Hidup di Morobea mengingatkan kita pada wilayah pedesaan lain di Indonesia yang juga terisolir. Bedanya, Morobea diberkati dengan alam yang kaya, sedang sebagian desa lain di Indonesia kering kerontang karena sumberdayanya habis dan tak bisa lagi dimanfaatkan.
Untuk ke Morobea, harus menggunakan transpotasi laut yang beroperasi sepanjang musim. Dengan kapal-kapal inilah warga melakukan perjalanan mengangkut hasil-hasil pertaniannya untuk dijual ke Kota Kendari. Kehidupan yang terisolir di Morobea terjadi hingga empat tahun pasca otonomi Konawe Kepulauan, 2013 silam.

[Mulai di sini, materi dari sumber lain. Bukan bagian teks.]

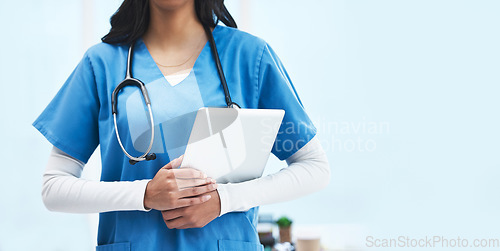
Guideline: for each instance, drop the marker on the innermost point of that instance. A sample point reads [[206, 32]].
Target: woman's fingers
[[188, 173], [195, 191], [186, 183], [174, 163], [184, 202], [171, 214]]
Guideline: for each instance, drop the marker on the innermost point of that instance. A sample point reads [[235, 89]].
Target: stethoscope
[[131, 81]]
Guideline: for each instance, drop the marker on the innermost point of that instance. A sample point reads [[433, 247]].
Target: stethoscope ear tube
[[130, 81], [222, 77]]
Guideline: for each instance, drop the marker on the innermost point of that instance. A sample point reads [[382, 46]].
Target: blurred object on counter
[[265, 230], [308, 241], [285, 226], [287, 246]]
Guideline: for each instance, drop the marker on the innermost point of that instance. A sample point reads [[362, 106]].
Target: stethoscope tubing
[[130, 80]]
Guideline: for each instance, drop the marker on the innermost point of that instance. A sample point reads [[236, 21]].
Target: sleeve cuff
[[222, 189], [138, 193]]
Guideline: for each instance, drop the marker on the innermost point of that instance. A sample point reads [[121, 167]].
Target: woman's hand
[[194, 216], [175, 188]]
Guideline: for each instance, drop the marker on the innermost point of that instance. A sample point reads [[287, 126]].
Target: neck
[[173, 27]]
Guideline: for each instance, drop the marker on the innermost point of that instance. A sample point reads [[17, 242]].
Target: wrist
[[146, 201], [222, 191]]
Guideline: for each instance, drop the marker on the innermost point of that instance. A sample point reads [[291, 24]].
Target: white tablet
[[231, 144]]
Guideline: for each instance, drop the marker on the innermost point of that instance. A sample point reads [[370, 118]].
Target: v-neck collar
[[151, 64]]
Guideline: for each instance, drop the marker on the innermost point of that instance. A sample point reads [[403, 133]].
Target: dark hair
[[131, 20]]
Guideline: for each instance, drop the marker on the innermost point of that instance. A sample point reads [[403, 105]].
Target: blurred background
[[404, 94]]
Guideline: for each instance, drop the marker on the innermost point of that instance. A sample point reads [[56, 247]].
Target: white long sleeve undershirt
[[63, 190]]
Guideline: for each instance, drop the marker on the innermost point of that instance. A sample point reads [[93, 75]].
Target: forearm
[[308, 171], [63, 190]]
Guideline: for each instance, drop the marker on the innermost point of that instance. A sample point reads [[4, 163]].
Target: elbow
[[325, 177], [48, 197]]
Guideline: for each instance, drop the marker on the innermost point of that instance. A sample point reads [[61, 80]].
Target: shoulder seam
[[95, 80], [257, 86]]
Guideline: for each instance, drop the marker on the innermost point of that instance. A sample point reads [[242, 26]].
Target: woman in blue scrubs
[[144, 207]]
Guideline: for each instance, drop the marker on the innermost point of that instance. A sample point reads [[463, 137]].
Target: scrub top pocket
[[122, 246], [230, 245]]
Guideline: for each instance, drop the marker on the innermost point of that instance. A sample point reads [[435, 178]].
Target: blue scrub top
[[79, 119]]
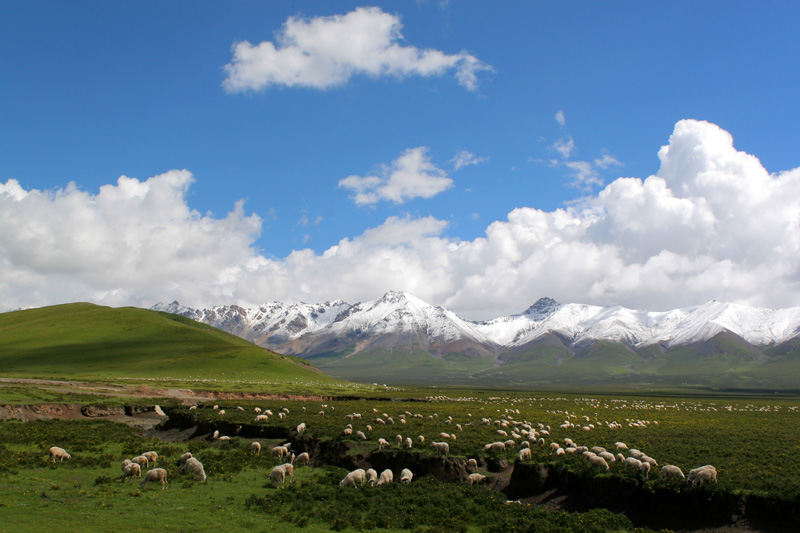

Jauh sebelum pemekaran terjadi, kampong-kampung di wawonii, ibarat katak di dalam tempurung. Sepeda motor yang mereka miliki tak bisa kemana-mana, hanya lalu lalang di sepanjang jalan kampung yang lebar badan jalannya sekitar dua meter saja.
Sejak lama warga hanya punya satu keinginan sejak bermukim yakni punya jalan yang tembus menuju ibu kota Kabupaten. Dan keinginan itu akhirnya terwujud , saat Pemerintah Kabupaten Konawe Kepulauan telah membuka jalan bagi warga yang dipastikan bisa tembus dilalui hanya dalam tempo singkat (20 menit saja). Beruntung, beberapa warga Morobea dan Batumea telah memiliki kendaraan roda dua motor.
“Dulu jalan menuju Langara sangat sulit di lalui karena akses jalan yang rusak berat. Biasanya, warga terpaksa mengandalkan transportasi kapal untuk ke desa-desa lainnya. Berkat pembangunan jalan lingkar yang digagas pemerintah kabupaten, warga sudah bisa menjangkau seluruh wilayah pedesaan di wawonii melalui jalur darat,”kata Rahman.
Kini, seiring pembangunan sarana jalan penghubung seluruh pulau wawonii digenjot, keadaan Morobea ikut terimbas, perlahan keadaan di desa semakin membaik.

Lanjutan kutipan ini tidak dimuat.